The current lengths are shown in the video at 6:25 giving the golden ration. The next interval ratio at 6:39 is also shown to be the golden ratio. Repeat this and you keep the same ratio every iteration.

Consider dividing an interval over a function into n intervals (say 5 if you want to visualize). Then remove the function and keep only the points where they met the sub-intervals. I bet you it is possible to draw a function that goes through those points but also has an inflection point between each interval. Let's say for argument sake that you assume there was only one inflection point. It would still be possible to draw n different functions that each have an inflection point somewhere at each sub-interval. The only good way to find inflection points (I think) is to use derivatives or something more sophisticated than just intervals.

​@@OscarVeliz Thanks for looking into this with me! "I bet you it is possible to draw a function that goes through those points but also has an inflection point between each interval." Assume there is just one inflection point and the function is monotonic (it's probably possible to generalize this), then I (poorly) draw this: imgur.com/a/RGDXUxP. Depending on the three sampled values, we can rule out that the inflection point is in either interval IV or I. (Consider we find the green value in the middle sample: to go through the first three points the function must have been decelerating, but to go through the fourth one the function must already have switched to accelerating; therefore the inflection point can in no circumstance be in interval IV.) Once that interval is ruled out, we can proceed with what's left, pick a new value to sample and repeat the process, thus converging to the inflection point; the only question is how to do so in the most efficient way. "The only good way to find inflection points (I think) is to use derivatives or something more sophisticated than just intervals." Numerically taking derivitives requires taking a lot of samples of the function, so this is just a cumbersome way of solving the problem that we are seeking to optimize.

What about this scenario imgur.com/a/uI0eqx4

@@OscarVeliz You're showing a bit of a special case, since all those points lie on a line. The curves you draw have straight segments, which technically aren't inflection _points_ but trajectories. Let's be precise and say the function we are looking for has just a single inflection point. I tried drawing another set of points to see what kind of curves can be drawn through here: imgur URL bNmsWG9 Is it possible to draw a decelerating line through the first four points, and then accelerate so the inflection point is in interval IV. It is also possible to place the inflection point in interval III. You can also go through the first two points while decelerating, and then touch the other three points while speeding up, thus placing the inflection point in interval II. It is not possible to have the inflection point in interval I: to go through points 2 through 4, the slope of the path needs to decrease, but then to reach point 5 it must increase, thus warranting an inflection point somewhere in those intervals.

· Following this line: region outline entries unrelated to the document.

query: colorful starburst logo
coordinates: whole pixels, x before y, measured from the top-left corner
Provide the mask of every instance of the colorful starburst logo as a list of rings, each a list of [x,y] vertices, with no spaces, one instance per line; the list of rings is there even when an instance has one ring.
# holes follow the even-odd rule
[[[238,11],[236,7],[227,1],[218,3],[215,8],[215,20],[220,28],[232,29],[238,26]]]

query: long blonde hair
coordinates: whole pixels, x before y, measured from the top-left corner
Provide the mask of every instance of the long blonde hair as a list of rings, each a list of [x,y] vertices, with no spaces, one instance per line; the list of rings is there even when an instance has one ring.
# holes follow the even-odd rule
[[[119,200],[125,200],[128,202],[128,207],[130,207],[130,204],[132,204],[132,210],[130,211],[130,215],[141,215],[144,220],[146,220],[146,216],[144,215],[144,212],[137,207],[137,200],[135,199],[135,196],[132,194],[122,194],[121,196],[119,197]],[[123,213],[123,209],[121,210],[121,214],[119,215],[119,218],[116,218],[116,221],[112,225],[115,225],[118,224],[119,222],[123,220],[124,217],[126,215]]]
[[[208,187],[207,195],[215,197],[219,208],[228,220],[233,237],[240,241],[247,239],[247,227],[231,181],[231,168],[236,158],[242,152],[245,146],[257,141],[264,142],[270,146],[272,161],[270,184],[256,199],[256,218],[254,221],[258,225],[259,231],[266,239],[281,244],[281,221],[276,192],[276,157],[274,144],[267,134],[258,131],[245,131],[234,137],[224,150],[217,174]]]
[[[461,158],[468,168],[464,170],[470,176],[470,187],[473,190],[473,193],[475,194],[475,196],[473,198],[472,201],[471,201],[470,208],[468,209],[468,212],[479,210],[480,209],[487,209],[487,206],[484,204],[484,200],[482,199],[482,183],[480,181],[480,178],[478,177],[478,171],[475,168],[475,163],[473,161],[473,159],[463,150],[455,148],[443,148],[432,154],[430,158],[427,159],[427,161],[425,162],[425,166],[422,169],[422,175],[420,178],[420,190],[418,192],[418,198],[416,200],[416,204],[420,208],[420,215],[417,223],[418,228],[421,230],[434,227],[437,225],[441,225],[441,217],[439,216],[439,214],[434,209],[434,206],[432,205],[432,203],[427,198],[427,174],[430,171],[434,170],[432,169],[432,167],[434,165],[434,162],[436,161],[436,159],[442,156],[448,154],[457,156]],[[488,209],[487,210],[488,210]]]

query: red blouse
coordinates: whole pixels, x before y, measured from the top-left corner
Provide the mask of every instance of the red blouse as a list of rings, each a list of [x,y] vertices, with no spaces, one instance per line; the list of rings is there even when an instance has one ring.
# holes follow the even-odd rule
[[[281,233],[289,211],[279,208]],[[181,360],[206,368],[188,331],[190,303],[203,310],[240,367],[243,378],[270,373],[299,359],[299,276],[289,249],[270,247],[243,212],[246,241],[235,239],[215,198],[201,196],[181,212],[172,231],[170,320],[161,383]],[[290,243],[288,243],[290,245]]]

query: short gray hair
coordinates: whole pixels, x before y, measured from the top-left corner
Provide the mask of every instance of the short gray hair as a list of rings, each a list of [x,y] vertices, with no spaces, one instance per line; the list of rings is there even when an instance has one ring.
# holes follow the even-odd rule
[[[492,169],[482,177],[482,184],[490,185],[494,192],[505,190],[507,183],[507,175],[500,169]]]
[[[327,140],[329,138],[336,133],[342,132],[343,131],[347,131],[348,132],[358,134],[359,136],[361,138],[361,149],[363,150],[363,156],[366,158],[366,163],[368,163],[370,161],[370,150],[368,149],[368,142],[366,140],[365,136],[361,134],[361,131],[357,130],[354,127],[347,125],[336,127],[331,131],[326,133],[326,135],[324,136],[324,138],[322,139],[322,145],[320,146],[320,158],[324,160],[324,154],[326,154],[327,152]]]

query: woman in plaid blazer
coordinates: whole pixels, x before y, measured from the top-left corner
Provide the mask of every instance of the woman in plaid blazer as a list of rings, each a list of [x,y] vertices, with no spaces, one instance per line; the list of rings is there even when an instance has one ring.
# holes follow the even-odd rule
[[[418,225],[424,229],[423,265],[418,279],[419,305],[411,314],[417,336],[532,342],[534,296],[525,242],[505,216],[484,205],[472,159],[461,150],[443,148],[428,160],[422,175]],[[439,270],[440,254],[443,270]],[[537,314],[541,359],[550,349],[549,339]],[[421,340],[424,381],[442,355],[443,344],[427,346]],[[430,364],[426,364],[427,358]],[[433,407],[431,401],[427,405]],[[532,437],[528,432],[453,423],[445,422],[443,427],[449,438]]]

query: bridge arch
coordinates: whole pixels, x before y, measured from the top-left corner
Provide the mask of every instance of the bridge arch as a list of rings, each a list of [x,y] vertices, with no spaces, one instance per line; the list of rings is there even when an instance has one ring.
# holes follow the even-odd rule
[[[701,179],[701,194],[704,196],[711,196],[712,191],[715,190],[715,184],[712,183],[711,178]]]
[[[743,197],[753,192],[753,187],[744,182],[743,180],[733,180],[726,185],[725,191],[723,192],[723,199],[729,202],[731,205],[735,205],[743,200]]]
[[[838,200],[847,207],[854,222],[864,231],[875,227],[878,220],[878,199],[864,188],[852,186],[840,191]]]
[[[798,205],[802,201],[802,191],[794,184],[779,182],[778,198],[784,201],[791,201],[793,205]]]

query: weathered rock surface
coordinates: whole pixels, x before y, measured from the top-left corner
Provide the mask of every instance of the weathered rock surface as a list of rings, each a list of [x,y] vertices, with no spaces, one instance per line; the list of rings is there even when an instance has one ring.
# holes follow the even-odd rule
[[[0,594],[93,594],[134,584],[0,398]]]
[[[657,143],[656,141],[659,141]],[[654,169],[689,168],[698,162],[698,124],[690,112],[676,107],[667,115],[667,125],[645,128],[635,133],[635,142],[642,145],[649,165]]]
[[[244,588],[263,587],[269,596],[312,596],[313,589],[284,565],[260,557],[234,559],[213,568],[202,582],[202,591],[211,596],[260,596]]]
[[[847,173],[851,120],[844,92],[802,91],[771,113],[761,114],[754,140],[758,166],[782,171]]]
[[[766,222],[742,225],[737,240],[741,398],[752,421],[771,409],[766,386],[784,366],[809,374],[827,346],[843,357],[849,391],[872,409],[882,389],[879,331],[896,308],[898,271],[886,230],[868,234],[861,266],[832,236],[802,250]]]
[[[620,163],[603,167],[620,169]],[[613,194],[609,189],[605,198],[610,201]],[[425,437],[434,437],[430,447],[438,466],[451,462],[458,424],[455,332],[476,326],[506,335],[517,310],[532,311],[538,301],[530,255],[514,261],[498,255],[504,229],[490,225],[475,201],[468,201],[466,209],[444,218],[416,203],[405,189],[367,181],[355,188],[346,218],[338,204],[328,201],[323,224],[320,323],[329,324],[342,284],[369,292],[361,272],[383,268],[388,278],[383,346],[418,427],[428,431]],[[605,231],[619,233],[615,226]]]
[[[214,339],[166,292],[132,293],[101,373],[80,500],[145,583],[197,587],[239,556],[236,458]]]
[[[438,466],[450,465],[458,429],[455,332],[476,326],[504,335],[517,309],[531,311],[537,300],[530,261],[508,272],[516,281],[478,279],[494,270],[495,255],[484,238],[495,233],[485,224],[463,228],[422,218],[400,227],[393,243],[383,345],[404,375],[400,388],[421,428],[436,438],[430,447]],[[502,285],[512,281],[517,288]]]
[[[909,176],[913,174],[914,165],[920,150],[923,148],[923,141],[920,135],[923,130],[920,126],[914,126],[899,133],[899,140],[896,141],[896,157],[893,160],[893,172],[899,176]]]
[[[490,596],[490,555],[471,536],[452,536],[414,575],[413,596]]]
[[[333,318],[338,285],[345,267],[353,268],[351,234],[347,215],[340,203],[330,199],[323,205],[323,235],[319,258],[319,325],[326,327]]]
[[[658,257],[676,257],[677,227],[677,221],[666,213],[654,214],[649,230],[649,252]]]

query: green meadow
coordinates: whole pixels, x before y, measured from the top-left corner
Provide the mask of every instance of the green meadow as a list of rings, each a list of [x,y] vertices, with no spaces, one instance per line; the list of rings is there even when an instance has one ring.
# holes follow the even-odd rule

Since we assumed there to be one inflection point, it cannot possibly be in interval I. (Had point 3 lain below the imaginary line connecting points 2 and 4, we would have ruled out interval IV by the same argument.) Closing in on a zero requires one sample value in an interval. Closing in on a maximum requires two sample values. We now see that finding an inflection point requires three samples. My conjecture is that finding the zero of the nth derivative requires n+1 points, and it may be possible to generalize binary search and golden mean search to an algorithm for the zero of the nth derivative. If I am mistaken in this I'd love to hear it.

Using your example imgur.com/a/NdsmfSK to show it could be in interval 1. With a set of intervals it is possible to put the inflection (where the derivative reaches zero) at any of them. Unlike Bisection where you use the intermediate value theorem to guarentee the root lies in some interval or the unimodal property of ternary/dichotomous/fibonacci/golden that says if a minimum exists it will find it, I can't think of any way to do the same for inflection using just intervals.

I think you are asking the wrong question. GSS is one of many minimization algorithms that I have covered on this channel (more if you count root finding of the derivative). I would recommend looking into real-life applications of minimization.

This is due to the terminal condition for Fibonacci Search. It ends when the interval size is 2ε, which can be fixed by taking n+1 terms of Fibonacci instead of n. Then the two will reach the same size final condition and I suspect the same number of iterations.